Me gustan estos jóvenes guerreros afganos. Hago amigos. A través de ellos lanzo sondas en un intento de encontrar al hermano de Shinar, que sigo sin saber cómo se llama. Sin duda él y yo podremos hablar. ¿Cómo va a echar en cara a su hermana que se mezcle con maces cuando él ha hecho lo mismo?

Pero no consigo que estos chicos hablen. ¿Confían en mí? Sí. ¿Les caigo bien? Desde luego. El árbol genealógico afgano de tribus, clanes y khels se puede seguir como un directorio para encontrar a cualquiera. Pero no quieren hacerlo. Dos hermanos que conocí en Bagram —los panjshiris Kakuk y Hazar— se han alistado aquí, con la brigada de Meleagro.

Se ofrecen voluntarios para matar al hermano de Shinar por mí. Su tribu está en guerra con la de ellos; degollarlo redundará en su gloria. Se lo agradezco, pero declino su oferta.
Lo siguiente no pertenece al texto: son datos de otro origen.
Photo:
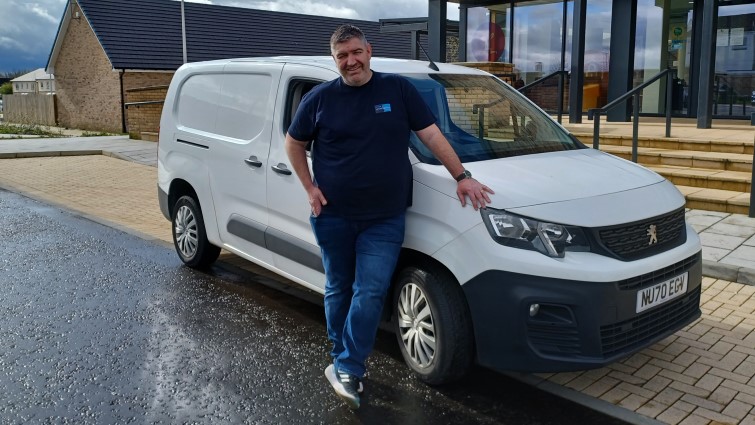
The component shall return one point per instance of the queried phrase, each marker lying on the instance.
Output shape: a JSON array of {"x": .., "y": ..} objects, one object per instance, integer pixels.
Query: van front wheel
[
  {"x": 432, "y": 324},
  {"x": 189, "y": 235}
]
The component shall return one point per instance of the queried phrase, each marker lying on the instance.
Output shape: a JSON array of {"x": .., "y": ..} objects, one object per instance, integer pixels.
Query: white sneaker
[{"x": 346, "y": 386}]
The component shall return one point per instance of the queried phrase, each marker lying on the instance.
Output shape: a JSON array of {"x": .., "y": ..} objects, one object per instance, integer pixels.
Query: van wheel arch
[
  {"x": 451, "y": 320},
  {"x": 179, "y": 188},
  {"x": 200, "y": 253}
]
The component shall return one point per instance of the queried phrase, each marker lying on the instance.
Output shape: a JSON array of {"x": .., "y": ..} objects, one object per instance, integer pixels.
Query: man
[{"x": 362, "y": 186}]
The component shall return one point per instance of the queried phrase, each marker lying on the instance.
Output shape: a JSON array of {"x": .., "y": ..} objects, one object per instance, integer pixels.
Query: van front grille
[
  {"x": 623, "y": 336},
  {"x": 644, "y": 238},
  {"x": 554, "y": 340}
]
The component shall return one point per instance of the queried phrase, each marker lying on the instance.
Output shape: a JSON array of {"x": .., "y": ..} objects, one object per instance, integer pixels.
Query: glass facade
[
  {"x": 530, "y": 35},
  {"x": 734, "y": 87}
]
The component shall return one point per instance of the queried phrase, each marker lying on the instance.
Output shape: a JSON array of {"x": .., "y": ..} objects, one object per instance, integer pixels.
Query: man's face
[{"x": 353, "y": 60}]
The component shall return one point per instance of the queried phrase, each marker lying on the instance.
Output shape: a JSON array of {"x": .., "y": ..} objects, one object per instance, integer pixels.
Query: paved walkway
[
  {"x": 704, "y": 374},
  {"x": 728, "y": 239}
]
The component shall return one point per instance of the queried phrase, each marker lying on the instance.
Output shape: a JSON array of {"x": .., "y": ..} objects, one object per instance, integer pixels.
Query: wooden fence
[{"x": 29, "y": 109}]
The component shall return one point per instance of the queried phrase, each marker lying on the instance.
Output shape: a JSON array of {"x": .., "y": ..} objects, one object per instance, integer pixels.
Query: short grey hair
[{"x": 345, "y": 33}]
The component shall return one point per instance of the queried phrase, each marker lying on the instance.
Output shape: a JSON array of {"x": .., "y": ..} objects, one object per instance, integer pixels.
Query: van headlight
[{"x": 517, "y": 231}]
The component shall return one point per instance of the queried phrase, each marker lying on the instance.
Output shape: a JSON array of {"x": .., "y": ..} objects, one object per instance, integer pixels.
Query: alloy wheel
[
  {"x": 186, "y": 231},
  {"x": 415, "y": 322}
]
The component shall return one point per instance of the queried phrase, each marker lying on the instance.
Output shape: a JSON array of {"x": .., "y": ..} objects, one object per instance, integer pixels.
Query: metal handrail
[
  {"x": 594, "y": 113},
  {"x": 561, "y": 73}
]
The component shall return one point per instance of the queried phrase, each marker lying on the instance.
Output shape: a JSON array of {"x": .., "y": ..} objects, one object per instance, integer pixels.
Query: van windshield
[{"x": 484, "y": 118}]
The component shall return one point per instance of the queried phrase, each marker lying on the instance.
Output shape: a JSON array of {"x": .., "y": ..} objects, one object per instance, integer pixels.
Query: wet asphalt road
[{"x": 99, "y": 326}]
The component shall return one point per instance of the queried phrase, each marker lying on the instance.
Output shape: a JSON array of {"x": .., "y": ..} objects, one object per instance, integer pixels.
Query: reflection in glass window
[
  {"x": 734, "y": 89},
  {"x": 484, "y": 118}
]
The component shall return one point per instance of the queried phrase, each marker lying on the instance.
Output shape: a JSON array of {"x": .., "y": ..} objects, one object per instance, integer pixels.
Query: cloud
[
  {"x": 28, "y": 27},
  {"x": 27, "y": 32}
]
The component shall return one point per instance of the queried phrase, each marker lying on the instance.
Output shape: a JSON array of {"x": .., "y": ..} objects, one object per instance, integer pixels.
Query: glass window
[
  {"x": 537, "y": 38},
  {"x": 484, "y": 118},
  {"x": 734, "y": 85}
]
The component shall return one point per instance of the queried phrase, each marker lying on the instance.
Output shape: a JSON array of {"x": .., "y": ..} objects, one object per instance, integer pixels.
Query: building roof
[
  {"x": 146, "y": 34},
  {"x": 37, "y": 74}
]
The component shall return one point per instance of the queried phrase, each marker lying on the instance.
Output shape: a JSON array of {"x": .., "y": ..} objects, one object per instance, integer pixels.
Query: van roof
[{"x": 400, "y": 66}]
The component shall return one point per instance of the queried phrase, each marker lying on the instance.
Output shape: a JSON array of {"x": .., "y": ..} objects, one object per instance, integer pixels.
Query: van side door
[
  {"x": 244, "y": 124},
  {"x": 289, "y": 235}
]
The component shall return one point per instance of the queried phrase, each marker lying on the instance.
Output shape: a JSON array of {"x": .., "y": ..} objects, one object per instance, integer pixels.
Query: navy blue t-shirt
[{"x": 361, "y": 140}]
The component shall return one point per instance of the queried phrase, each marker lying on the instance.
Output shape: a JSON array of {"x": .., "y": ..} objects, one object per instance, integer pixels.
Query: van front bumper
[{"x": 577, "y": 325}]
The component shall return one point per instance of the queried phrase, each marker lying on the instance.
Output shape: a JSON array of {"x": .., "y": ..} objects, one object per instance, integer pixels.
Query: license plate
[{"x": 661, "y": 292}]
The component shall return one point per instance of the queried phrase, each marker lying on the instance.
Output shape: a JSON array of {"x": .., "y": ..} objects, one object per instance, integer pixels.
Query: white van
[{"x": 582, "y": 258}]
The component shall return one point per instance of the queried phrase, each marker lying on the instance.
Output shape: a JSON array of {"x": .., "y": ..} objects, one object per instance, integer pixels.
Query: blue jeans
[{"x": 359, "y": 257}]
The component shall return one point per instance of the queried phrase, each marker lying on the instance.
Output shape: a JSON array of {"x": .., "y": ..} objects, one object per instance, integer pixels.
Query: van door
[
  {"x": 290, "y": 235},
  {"x": 244, "y": 124}
]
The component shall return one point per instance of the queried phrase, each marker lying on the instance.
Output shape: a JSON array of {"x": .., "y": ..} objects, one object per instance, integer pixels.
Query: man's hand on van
[
  {"x": 316, "y": 200},
  {"x": 476, "y": 191}
]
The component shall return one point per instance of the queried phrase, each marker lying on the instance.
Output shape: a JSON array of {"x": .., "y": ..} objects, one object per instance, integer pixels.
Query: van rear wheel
[
  {"x": 189, "y": 235},
  {"x": 432, "y": 323}
]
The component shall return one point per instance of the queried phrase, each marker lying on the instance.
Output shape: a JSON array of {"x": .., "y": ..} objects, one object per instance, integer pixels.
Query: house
[
  {"x": 37, "y": 82},
  {"x": 113, "y": 60}
]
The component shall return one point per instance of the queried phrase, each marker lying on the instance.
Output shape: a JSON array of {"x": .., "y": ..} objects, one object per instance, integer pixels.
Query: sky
[{"x": 28, "y": 27}]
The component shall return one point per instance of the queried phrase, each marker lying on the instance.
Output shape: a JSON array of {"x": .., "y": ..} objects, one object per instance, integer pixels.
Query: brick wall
[
  {"x": 143, "y": 120},
  {"x": 88, "y": 89},
  {"x": 461, "y": 101}
]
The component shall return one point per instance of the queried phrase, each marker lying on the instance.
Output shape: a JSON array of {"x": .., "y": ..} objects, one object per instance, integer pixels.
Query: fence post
[
  {"x": 596, "y": 129},
  {"x": 635, "y": 124},
  {"x": 752, "y": 186},
  {"x": 669, "y": 100}
]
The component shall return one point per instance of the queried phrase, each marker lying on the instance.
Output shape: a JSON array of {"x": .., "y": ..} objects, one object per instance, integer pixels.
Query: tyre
[
  {"x": 189, "y": 235},
  {"x": 433, "y": 325}
]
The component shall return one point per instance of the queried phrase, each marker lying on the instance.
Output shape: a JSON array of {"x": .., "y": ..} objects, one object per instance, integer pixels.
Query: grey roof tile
[{"x": 146, "y": 34}]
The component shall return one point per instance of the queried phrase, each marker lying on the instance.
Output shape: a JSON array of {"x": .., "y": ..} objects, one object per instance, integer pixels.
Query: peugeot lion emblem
[{"x": 652, "y": 234}]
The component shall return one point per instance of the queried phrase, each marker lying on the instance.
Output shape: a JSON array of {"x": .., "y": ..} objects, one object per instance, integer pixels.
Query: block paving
[{"x": 703, "y": 374}]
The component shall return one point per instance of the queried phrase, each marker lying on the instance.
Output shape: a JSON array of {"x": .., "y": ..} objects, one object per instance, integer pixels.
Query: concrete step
[
  {"x": 716, "y": 200},
  {"x": 703, "y": 178},
  {"x": 685, "y": 158},
  {"x": 722, "y": 146}
]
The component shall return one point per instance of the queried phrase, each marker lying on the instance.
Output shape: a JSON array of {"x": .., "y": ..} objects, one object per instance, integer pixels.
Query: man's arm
[
  {"x": 297, "y": 154},
  {"x": 477, "y": 192}
]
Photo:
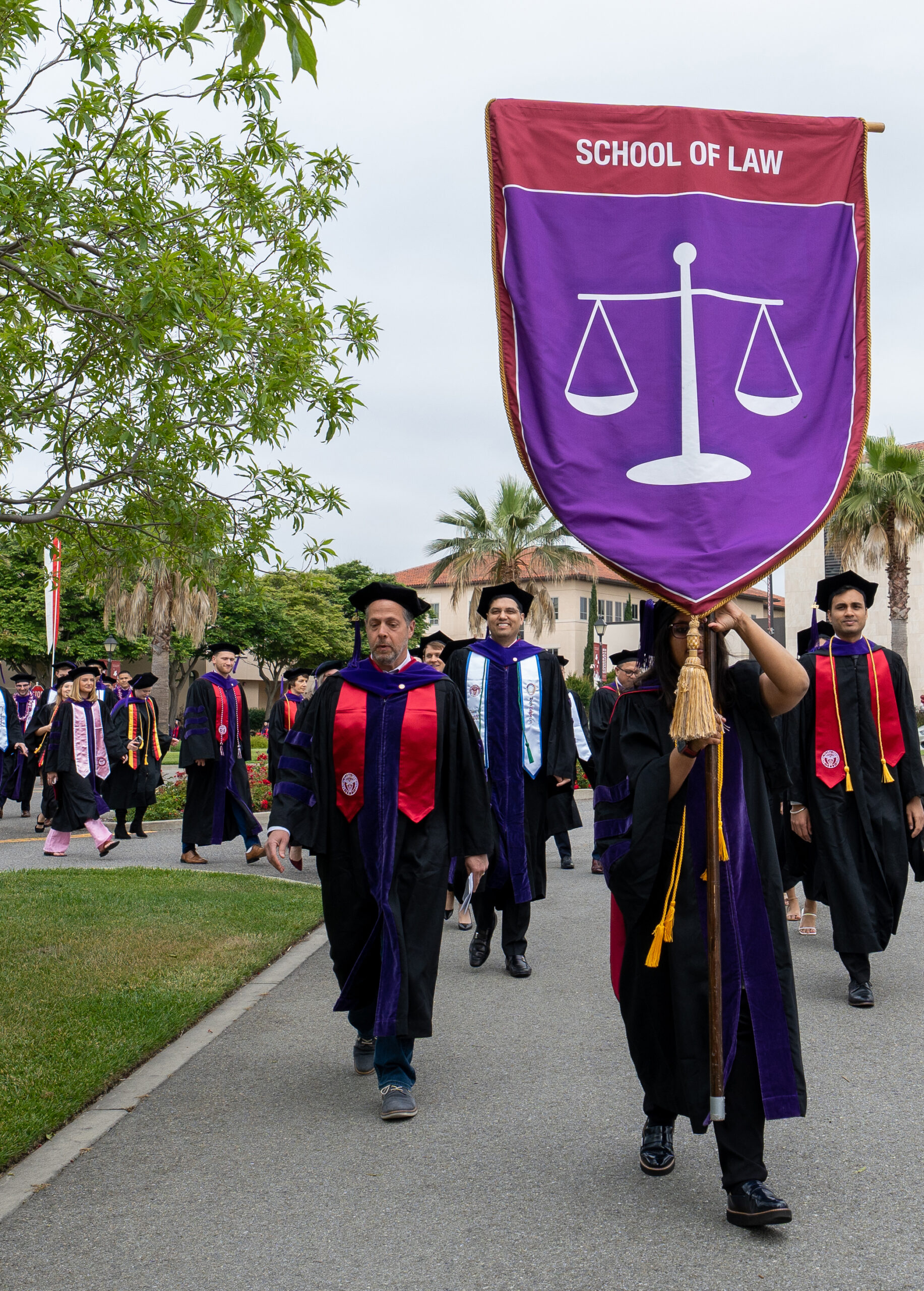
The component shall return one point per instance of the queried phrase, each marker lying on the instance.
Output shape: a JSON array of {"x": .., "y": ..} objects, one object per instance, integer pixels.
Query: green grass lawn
[{"x": 102, "y": 967}]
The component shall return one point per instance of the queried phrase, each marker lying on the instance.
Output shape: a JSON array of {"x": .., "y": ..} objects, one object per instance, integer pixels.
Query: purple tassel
[
  {"x": 814, "y": 633},
  {"x": 647, "y": 634}
]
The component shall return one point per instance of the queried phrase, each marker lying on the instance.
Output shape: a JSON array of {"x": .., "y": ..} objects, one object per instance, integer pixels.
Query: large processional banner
[{"x": 683, "y": 305}]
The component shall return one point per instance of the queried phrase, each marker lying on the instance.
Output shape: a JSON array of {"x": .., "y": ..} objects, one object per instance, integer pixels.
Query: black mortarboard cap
[
  {"x": 504, "y": 589},
  {"x": 436, "y": 637},
  {"x": 404, "y": 597},
  {"x": 623, "y": 656},
  {"x": 828, "y": 588},
  {"x": 805, "y": 637}
]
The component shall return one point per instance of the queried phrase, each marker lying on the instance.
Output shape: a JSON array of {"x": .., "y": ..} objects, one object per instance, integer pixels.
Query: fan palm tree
[
  {"x": 162, "y": 603},
  {"x": 881, "y": 518},
  {"x": 515, "y": 541}
]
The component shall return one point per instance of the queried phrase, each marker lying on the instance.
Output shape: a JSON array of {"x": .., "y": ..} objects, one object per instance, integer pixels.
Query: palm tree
[
  {"x": 162, "y": 603},
  {"x": 881, "y": 518},
  {"x": 517, "y": 541}
]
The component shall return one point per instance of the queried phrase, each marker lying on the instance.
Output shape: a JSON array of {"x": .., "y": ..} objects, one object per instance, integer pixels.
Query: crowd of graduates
[{"x": 423, "y": 776}]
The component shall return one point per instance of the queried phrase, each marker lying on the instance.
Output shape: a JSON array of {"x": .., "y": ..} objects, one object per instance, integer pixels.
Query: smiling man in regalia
[
  {"x": 858, "y": 780},
  {"x": 383, "y": 780},
  {"x": 518, "y": 699}
]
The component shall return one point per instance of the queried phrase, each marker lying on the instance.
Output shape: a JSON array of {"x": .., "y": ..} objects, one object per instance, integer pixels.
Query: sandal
[{"x": 807, "y": 930}]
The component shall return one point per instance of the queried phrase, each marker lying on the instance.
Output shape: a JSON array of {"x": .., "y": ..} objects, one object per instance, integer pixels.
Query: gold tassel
[
  {"x": 653, "y": 957},
  {"x": 694, "y": 708}
]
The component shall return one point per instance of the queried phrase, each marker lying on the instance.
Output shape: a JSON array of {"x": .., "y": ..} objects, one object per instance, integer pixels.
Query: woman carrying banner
[
  {"x": 82, "y": 748},
  {"x": 651, "y": 810}
]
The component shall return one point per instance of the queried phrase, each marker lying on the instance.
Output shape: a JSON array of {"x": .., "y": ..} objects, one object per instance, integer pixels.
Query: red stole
[
  {"x": 417, "y": 765},
  {"x": 830, "y": 755}
]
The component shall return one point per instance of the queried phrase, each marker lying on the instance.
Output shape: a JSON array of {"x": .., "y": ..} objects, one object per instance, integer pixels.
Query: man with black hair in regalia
[
  {"x": 282, "y": 720},
  {"x": 215, "y": 752},
  {"x": 384, "y": 783},
  {"x": 518, "y": 699},
  {"x": 651, "y": 810},
  {"x": 133, "y": 784},
  {"x": 562, "y": 814},
  {"x": 603, "y": 701},
  {"x": 19, "y": 779},
  {"x": 858, "y": 780}
]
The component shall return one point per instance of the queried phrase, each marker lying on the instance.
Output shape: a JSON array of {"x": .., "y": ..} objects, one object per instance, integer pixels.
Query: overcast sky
[{"x": 403, "y": 88}]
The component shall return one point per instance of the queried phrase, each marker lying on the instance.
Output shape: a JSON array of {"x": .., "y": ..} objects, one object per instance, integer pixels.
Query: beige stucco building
[{"x": 572, "y": 601}]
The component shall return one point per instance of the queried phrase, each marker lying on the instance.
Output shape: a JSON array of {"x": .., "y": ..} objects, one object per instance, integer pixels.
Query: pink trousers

—¿Y si pago una indemnización? —pregunto. Un precio de sangre, como por un homicidio—. ¿Volvería a aceptar a su hermana?

Kakuk contesta que la aceptaría.

—Y después la mataría —añade.

Empiezo a comprender que la mente afgana no ha cambiado un ápice en un milenio. Estos hombres de clan están más aferrados al pasado que los propios macedonios. Fuera de la ciudad de Bactra hay tres campos de entrenamiento: Medialuna, Velo de Viuda y Mango. En ellos, Buey, Estéfano y nuestros otros oficiales sitúan a las compañías de daas en un intento de enseñarles a cabalgar en cuña y a cargar flanco con flanco. Se bosqueja el ejercicio y se lleva a cabo un ensayo. Entonces se oye un toque de trompeta y los afganos, todas a una, revierten a las tácticas de horda que siempre han utilizado: galopar en círculo alrededor del enemigo mientras gritan y disparan flechas y saetas. Nuestros comandantes emplean todo tipo de incentivos para hacer que cabalguen como la caballería moderna. Se les retiene la paga. Se les restringe el rancho. Nunca había visto a Estéfano perder los estribos, pero con estos tipos le va a dar una apoplejía. El concepto de cohesión de una unidad militar les es totalmente ajeno. Luchan como guerreros individuales, cada cual buscando la gloria ante su jefe. Lo más irritante es la cachaza con la que aguantan las diatribas de los capitanes. No hay forma de sacarlos de sus casillas. No dejan de sonreír. Los que hablan griego repiten las órdenes palabra por palabra. Da igual. Suena la trompeta y salen a todo galope otra vez espoleando a sus monturas en círculos y vociferando.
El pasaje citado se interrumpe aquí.